The final step in the QbD process is ascertaining the Operating Space. This is determined by using a combination of Control Space settings that produce the delivered shot weight performance closest to the target dosage, e.g. minimum % difference from target shot weight (70mg).
A technique of adjusting only one parameter at a time for each Control Space setting is used - along with measurements of the delivered shot weight - to determine the Control Space results, from which the Operating Space was selected as described above. Once the adjustment levels are known they can be incorporated into an automated actuation system and shot weight values can then be recorded for multiple actuations at each adjustment level. Typically, five adjustment levels are collected for each measured parameter. The actuation parameters are then selected individually based on those parameters that produce the shot weight with the lowest percentage difference from the target dosage.
Delivered shot weight values are collected with an automated actuation station and 4-place analytical balance using the Control Space actuation settings from Table 2. The results are shown in Table 3 along with the selected Operating Space values (shown in dark purple).
The variation as a function of stroke length, actuation velocity, return velocity, actuation acceleration and return acceleration are also plotted and analysed after five priming shots (Fig. 4). Each point on this plot represents the average of two consecutive shots taken with identical settings, for a total of 10 actuations and five plotted points.
Once all the parameters are tested in the Control Space, an analyst can determine the Optimised Set of Actuation Parameters Space as part of the Operating Space, as shown in Table 4.
Applying QbD principles to determine actuation parameters can greatly reduce product development risks and potentially provide pharmaceutical companies with significant cost savings.
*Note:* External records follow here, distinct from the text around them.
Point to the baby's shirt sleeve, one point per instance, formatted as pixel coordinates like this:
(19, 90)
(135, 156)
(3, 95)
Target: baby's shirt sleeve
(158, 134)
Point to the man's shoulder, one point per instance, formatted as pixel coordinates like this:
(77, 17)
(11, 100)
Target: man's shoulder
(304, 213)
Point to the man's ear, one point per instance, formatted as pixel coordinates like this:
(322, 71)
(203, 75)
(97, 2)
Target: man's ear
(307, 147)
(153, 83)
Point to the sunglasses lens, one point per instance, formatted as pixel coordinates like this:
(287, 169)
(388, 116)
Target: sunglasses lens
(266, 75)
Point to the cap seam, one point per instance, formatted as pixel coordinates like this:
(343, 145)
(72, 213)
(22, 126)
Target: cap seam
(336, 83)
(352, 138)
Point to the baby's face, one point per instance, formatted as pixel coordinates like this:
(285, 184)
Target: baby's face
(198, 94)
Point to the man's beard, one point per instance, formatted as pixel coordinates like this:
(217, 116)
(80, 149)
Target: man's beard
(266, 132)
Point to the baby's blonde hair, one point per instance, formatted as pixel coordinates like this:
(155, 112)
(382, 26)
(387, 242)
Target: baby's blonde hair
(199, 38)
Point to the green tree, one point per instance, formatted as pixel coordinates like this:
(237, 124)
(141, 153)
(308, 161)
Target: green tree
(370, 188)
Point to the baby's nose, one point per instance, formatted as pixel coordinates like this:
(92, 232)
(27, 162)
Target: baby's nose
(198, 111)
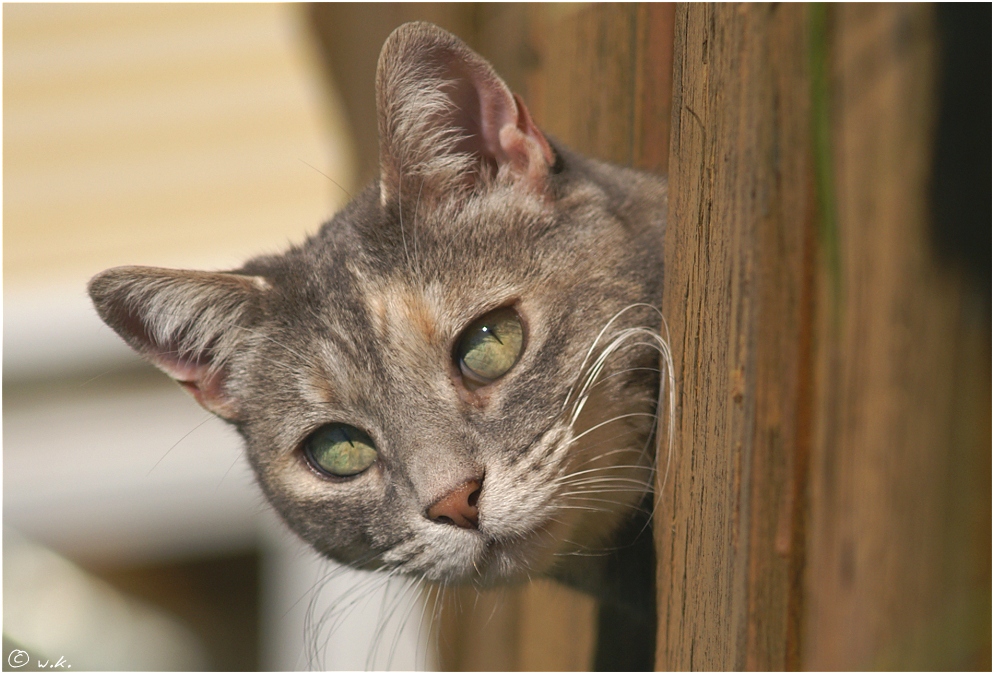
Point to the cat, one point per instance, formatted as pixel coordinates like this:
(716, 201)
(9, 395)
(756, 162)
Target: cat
(457, 377)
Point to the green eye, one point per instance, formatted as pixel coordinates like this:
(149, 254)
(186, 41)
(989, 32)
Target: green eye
(490, 346)
(340, 450)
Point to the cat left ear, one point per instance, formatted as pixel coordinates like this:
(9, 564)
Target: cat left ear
(186, 323)
(447, 120)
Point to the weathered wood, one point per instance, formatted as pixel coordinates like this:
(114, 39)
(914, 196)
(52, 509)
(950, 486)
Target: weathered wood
(737, 299)
(828, 501)
(899, 554)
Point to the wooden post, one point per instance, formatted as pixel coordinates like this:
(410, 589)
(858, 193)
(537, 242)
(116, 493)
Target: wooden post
(828, 501)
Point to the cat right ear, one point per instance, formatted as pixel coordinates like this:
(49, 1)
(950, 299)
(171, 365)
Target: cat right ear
(447, 120)
(186, 323)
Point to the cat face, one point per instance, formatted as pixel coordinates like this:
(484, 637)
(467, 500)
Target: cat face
(456, 377)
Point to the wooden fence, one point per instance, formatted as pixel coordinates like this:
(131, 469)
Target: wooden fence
(828, 505)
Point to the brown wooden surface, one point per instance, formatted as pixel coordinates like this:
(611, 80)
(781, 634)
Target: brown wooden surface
(829, 502)
(899, 555)
(738, 301)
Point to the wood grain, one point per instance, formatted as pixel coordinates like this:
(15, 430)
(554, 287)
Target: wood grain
(737, 299)
(899, 553)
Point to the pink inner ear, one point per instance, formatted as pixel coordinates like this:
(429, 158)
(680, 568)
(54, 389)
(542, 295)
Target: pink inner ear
(196, 377)
(497, 123)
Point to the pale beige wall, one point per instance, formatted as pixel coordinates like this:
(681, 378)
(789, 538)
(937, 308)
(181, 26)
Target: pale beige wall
(170, 135)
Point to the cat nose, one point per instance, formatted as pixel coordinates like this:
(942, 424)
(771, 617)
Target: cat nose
(459, 506)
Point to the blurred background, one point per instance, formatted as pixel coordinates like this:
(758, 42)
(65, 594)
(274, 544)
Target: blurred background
(173, 135)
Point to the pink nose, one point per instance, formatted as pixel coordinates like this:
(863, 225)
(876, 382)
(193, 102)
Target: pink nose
(459, 506)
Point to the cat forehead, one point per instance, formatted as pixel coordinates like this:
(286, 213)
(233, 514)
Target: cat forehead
(404, 314)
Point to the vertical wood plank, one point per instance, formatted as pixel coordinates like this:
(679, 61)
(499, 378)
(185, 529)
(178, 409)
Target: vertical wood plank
(737, 297)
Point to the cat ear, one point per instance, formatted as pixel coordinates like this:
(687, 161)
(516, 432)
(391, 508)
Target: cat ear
(186, 323)
(447, 120)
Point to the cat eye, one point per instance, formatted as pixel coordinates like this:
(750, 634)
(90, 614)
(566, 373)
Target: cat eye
(339, 450)
(490, 346)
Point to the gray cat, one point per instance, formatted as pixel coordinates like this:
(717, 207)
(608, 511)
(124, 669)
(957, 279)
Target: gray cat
(457, 377)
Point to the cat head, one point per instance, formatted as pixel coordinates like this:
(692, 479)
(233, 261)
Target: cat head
(456, 377)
Furthermore, the QbD principles used to determine actuation parameters in a multi-dose nasal spray device can be slightly modified to simulate in vitro performance for other dosage forms such as oral sprays, metered dose inhalers, and unit- and bi-dose nasal/oral spray devices.
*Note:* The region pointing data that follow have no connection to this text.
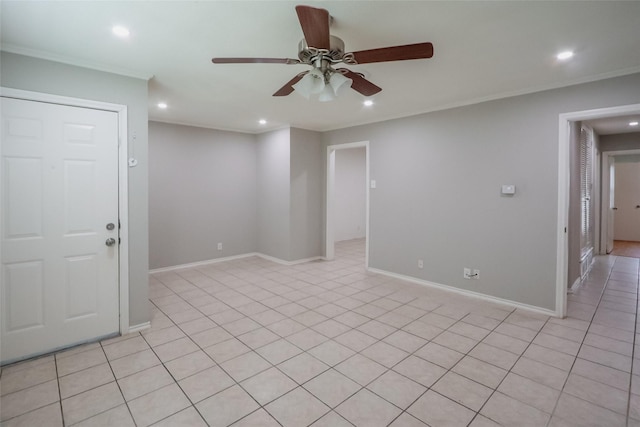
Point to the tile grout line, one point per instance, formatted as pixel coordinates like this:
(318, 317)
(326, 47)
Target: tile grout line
(633, 348)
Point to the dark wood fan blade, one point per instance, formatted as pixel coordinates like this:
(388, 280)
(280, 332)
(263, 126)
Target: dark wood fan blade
(315, 26)
(254, 61)
(394, 53)
(287, 89)
(360, 84)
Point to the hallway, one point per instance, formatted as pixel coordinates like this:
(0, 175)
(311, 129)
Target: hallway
(254, 343)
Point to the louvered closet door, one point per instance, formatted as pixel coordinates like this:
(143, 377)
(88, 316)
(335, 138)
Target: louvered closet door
(59, 190)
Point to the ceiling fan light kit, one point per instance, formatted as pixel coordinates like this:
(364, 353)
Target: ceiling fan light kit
(321, 51)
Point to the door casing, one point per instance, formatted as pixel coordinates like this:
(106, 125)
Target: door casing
(330, 195)
(123, 199)
(562, 251)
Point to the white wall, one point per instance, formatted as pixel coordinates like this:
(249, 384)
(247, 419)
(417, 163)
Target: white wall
(350, 195)
(627, 197)
(202, 191)
(38, 75)
(438, 189)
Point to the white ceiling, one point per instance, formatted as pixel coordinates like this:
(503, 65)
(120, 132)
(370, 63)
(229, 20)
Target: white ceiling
(483, 50)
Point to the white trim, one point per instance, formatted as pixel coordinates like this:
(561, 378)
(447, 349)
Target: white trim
(123, 186)
(233, 258)
(605, 193)
(202, 263)
(467, 293)
(330, 196)
(562, 257)
(289, 263)
(139, 327)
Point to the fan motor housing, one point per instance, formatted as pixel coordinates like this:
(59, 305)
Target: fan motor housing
(308, 54)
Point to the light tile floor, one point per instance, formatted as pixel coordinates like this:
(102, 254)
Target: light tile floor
(253, 343)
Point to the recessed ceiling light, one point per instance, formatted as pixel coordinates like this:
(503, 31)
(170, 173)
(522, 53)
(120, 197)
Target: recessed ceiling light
(120, 31)
(564, 55)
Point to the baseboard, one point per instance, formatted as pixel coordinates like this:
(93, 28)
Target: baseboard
(283, 262)
(201, 263)
(477, 295)
(139, 327)
(233, 258)
(575, 285)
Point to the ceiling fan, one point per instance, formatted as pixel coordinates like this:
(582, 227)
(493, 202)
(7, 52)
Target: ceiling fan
(322, 51)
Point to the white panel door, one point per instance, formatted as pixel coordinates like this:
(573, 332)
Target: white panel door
(627, 199)
(59, 190)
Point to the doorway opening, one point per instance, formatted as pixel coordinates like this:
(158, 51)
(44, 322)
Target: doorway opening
(564, 189)
(347, 207)
(620, 232)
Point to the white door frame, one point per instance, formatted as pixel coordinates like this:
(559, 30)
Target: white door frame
(562, 261)
(606, 188)
(330, 196)
(123, 197)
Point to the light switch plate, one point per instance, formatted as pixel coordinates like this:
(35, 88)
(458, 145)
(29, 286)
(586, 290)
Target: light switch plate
(508, 189)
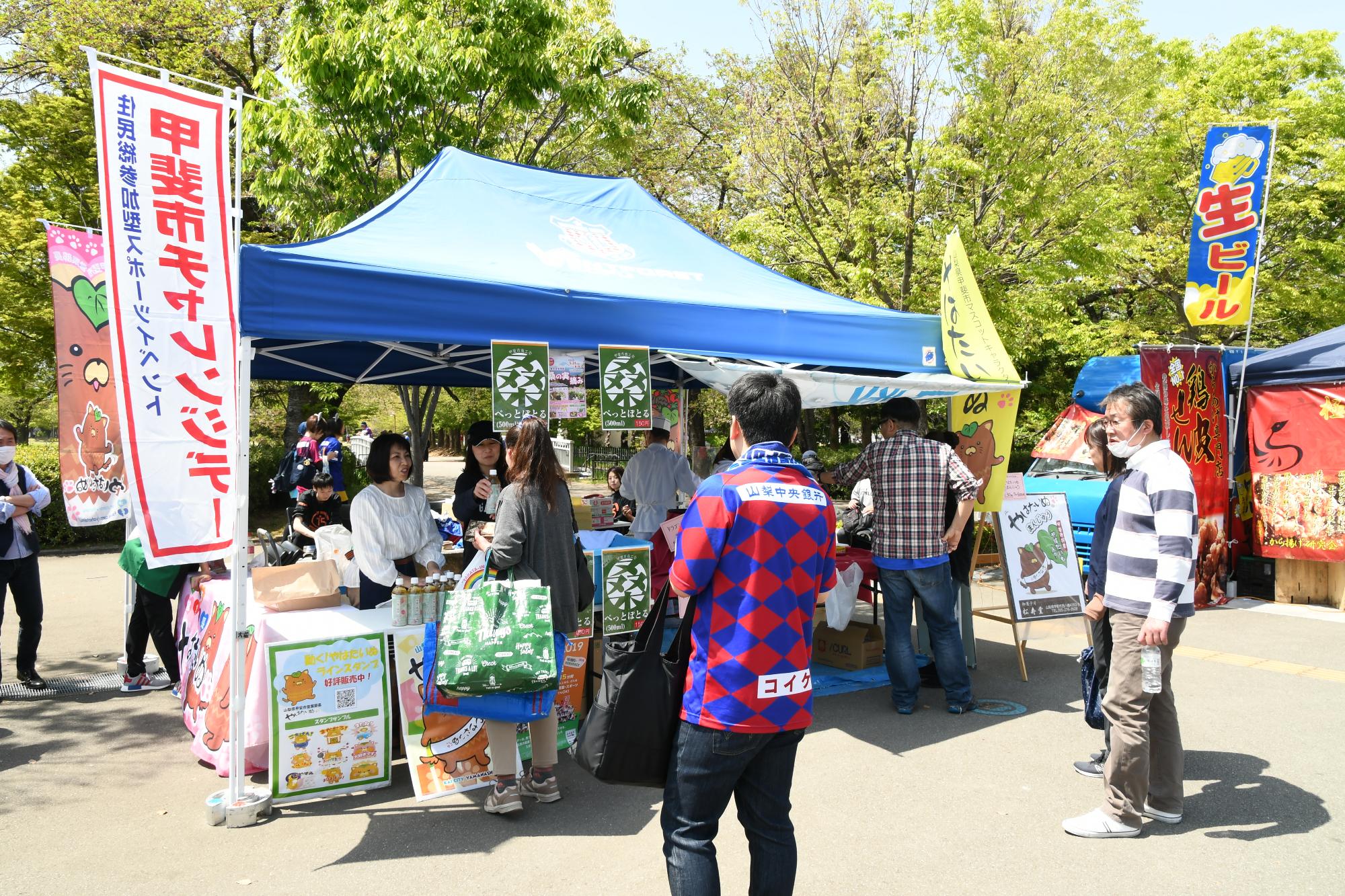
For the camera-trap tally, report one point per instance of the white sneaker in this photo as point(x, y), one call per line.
point(1168, 818)
point(1098, 823)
Together, global pharmaceutical organisations and delivery device companies can gain a competitive edge by working with analytical laboratories, such as West, an expert in applying QbD principles. Working with an outside laboratory reduces development time as well as the risk of selecting an inhalation spray device that may not be appropriate for a specific target indication. In addition, the overall quality of the regulatory submission is improved and promotes sound QbD principles, as advocated by industry2 and the FDA.3,4
Some drug makers remain unconvinced that studies should be performed, despite the fact that the FDA may ask for evidence that a hand-actuation study was used to produce test results for nasal spray devices. The FDA draft guidance is currently only a recommendation, and in cases where an inappropriate delivery device was chosen, a drug manufacturer may have to start the selection process anew, a process that is certain to be costly. Developing an appropriate Operating Space early in the drug development process is an investment in success that can help ensure that a multi-dose inhalation drug travels the shortest path to approval.
acknowledgement
The author would like to thank Dino J. Farina, Proveris Scientific Corporation, for his help in collecting the data used in this article.